The rational behind these assumptions is apparent to the astute reader, and needs not be repeated here. I will suffice to draw a few obvious conclusions:
a. Despite the ongoing anti-Iran rhetoric, psyops, and propaganda war emanating from the U.S., the most important lesson learned in Iraq – by the U.S. – is that it is much cheaper (in both human and material cost), and more beneficial for the U.S. interests, to reach an agreement with IRI than to pursue regime change in Iran. The bottom line is that in return for recognizing IRI, the U.S. (1), will gain a convenient and stable access to the Central Asian (not to mention Iran’s own) oil and gas fields; and (2), will be able to use Iran’s influence in both Iraq and Afghanistan to strengthen and stabilize U.S.-installed governments in those countries.
b. Obama and Netanyahu are playing a ‘good cop / bad cop’ game aimed at softening IRI’s position. Neither of them will act before receiving a ‘green light’ from the other. It is highly implausible to assume that Obama can reach an agreement with Iran at the expense of Israel.

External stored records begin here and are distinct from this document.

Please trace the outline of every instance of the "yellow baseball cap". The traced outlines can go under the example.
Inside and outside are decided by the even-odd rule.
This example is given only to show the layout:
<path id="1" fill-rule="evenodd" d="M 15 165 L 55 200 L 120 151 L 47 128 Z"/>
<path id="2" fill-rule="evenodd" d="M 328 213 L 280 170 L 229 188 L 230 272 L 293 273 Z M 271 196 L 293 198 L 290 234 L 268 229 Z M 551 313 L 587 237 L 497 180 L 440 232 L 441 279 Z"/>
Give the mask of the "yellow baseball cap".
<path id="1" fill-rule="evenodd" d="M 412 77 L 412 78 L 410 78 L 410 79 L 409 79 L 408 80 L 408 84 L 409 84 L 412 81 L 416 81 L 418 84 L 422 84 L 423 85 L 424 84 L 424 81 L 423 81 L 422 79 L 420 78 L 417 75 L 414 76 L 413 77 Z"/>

c. It is in the interest of the American/Israeli side to negotiate and reach an agreement with the hard-linest faction of the IRI (currently represented by Ahmadinejad), as opposed to waiting for a so-called reformist to win the next election. The reason is quite obvious – as we have witnessed before – any accord with a moderate government is bound to be rejected by the hardliners, while the opposite is not true. It may help remembering that the only meaningful and lasting agreement reached between Arabs and Israelis was signed by an ultra-hard-liner, Menachem Begin.
d. (my most seemingly haphazard conclusion): In the long run, a less-threatened IRI will be more amenable to reform; Removing sanctions helps Iran’s economic development, and consequently facilitates creation and empowerment of strong endogenous democratic forces.
* The title is borrowed from Mr. Obama’s book, Dreams from My Father.